I just finished reading Bell Hooks book The Will to Change: Men, Masculinity, and Love (affiliate link) and it was thought and emotion provoking read. What it made me really consider was the price of patriarchy on men, and how this has shown up in my life.
Even though I’ve never considered myself an advocate for patriarchy, I see how much it, in some ways benefits me, and other ways disempowers me. As a man, it benefits me because patriarchy prioritizes men and the way men take up space in the world around them. On the other hand patriarchy also disempowers men because of how it isolates us from expressing ourselves. I have spent much of my life walled up when it has come to emotions such as loneliness, anger, fear and depression. It has caused me a lot of grief and pain because I haven’t been able to open up to other people around me in a real and authentic way up until recently.
And then there’s sex. When I read the author’s thoughts on sex, it caused me to reflect on my own male entitlement around sex and where that entitlement came from. I see how this entitlement has actually caused me to focus on a very narrow perspective and experience around sex, while missing out on some of the more subtle nuances and experiences around sex. I also see how it can exclude love from sex because the emphasis on sex is fixated around performance and how sex reinforces a man’s image of himself.

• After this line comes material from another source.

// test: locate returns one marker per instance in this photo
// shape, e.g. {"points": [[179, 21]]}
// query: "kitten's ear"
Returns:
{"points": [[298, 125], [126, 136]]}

I look at how patriarchy has played a role in my experiences. It’s something I’ve often not even thought about for much of my life (an example of male privilege) and my realization has really come about because of getting involved in the men’s movement and through conversations I’ve had around the impact of patriarchy with other people in my life. I see how patriarchy has damaged my relationships with lovers, and I also see how it has isolated for most of my life. I have only recently, in the scale of my life, developed healthy relationships with other men and I am in the same process of figuring out how to have healthy relationships with women.
I feel sad about the impact patriarchy has had on my life. It has shaped me in ways that has kept me from being fully present in the relationships I have been in. It has limited me in ways that I am only now realizing because of how it has conditioned me to look at the world through a very specific filter. Yet I also know that this is part of men’s work: We become aware of the programming and packaging that effects our lives and we fully accept how it has benefitted and harmed us, so that we can make changes.